Proofs of the Path-Lifting and Monodromy Theorems
  • 7.13 Lemma.  

    • (a) Let \(V' = \{\,z\in S^1\mid z \not = -1\,\}\) and \(U'_n = (n-1/2,n+1/2)\subset \R \). Then \(p^{-1}(V') = \bigcup _{n\in \Z }U'_n\) and, for each \(n\in \Z \), the restriction \(p'_n = p|U'_n\colon U'_n\to V'\) is a homeomorphism.

    • (b) Let \(V = \{\,z\in S^1\mid z\not = 1\,\}\) and \(U_n = (n,n+1)\subset \R \). Then \(p^{-1}(V) = \bigcup _{n\in \Z }U_n\) and. for each \(n\in \Z \), the restriction \(p_n = p|U_n\colon U_n\to V'\) is a homeomorphism.

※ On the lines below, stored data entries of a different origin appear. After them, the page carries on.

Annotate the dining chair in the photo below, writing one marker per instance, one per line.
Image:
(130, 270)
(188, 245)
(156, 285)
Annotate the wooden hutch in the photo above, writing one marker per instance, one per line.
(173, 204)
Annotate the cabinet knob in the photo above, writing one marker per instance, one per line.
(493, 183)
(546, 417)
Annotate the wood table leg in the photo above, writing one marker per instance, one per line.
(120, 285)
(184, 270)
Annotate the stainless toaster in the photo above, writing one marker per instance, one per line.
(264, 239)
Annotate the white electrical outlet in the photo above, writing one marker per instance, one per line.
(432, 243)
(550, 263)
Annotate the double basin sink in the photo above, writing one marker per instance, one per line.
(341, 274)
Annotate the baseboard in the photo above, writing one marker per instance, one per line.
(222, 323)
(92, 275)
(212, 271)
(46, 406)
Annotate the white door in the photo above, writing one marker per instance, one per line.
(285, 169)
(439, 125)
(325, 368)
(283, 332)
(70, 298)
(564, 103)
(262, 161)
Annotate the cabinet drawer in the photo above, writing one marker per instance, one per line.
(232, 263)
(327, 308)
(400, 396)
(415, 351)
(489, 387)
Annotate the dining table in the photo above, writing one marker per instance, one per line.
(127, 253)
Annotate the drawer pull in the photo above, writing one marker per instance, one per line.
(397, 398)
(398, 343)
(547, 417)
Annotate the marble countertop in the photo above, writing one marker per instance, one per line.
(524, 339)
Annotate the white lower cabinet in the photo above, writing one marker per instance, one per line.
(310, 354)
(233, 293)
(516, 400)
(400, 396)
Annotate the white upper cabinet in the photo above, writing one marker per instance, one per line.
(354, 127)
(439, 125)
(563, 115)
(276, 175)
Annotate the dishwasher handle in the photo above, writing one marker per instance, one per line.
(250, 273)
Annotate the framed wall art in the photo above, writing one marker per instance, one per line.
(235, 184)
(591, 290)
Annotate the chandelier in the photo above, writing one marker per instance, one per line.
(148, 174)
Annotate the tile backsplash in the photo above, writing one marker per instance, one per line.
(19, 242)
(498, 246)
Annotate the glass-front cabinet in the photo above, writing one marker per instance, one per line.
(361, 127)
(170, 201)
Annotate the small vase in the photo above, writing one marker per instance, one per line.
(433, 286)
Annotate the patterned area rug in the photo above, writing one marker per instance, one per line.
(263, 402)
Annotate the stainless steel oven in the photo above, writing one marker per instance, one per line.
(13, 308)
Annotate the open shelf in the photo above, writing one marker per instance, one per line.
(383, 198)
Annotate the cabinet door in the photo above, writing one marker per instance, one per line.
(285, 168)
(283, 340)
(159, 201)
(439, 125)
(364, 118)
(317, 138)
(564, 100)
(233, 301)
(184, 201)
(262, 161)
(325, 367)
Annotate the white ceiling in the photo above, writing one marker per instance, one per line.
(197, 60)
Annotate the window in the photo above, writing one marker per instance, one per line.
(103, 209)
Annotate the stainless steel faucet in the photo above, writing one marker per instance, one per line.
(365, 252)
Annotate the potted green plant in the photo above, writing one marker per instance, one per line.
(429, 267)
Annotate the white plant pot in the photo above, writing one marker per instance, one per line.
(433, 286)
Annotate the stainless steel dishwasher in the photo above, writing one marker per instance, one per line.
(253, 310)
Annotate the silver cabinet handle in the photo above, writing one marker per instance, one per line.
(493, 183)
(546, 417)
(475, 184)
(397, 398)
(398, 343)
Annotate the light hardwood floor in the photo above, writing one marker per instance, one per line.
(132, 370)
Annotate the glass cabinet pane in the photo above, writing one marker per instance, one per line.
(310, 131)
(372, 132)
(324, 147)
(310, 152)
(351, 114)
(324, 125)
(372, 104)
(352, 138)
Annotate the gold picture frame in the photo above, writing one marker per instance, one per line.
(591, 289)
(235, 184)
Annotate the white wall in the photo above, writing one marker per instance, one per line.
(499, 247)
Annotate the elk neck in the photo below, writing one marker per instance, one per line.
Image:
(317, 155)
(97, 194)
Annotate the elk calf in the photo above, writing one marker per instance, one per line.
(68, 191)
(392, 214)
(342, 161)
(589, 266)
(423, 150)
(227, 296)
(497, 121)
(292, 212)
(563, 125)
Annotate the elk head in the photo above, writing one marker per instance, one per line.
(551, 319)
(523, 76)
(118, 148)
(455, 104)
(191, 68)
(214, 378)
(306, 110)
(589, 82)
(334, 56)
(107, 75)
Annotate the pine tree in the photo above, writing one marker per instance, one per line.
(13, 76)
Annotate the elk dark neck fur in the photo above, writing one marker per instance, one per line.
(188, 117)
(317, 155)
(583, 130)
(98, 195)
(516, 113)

  • Proof. (a) The set theoretic statement is clear since \(p^{-1}(-1) = \{\,n+1/2\mid n\in \Z \,\}\). The inverse of \(p'_n\) is given by \(z\mapsto (\log _ez)/2\pi i + n\) where

    \[\log _e\colon \C \setminus \{\,z\in \R \mid z\leq 0\,\}\mapsto \{\,x+iy\in \C \mid -\pi <y<\pi \}\]

    is the principal logarithm defined on the cut plane. This function is continuous from complex analysis.

    (b) This is a similar argument. In this case, \(z\mapsto \bigl (\log _e(-z)\bigr )/2\pi i + (n+1/2)\) (principal logarithm again) is the inverse of \(p_n\).  □

  • 7.14 Lemma.   Given a loop \(\sigma \colon I\to S^1\) based at 1, there exits a positive integer \(n\), such that, for each \(i\), \(0\leq i\leq n-1\), \(\sigma ([(i/n,(i+1)/n]) \subset V'\) or \(\sigma ([i/n,(i+1)/n]) \subset V \).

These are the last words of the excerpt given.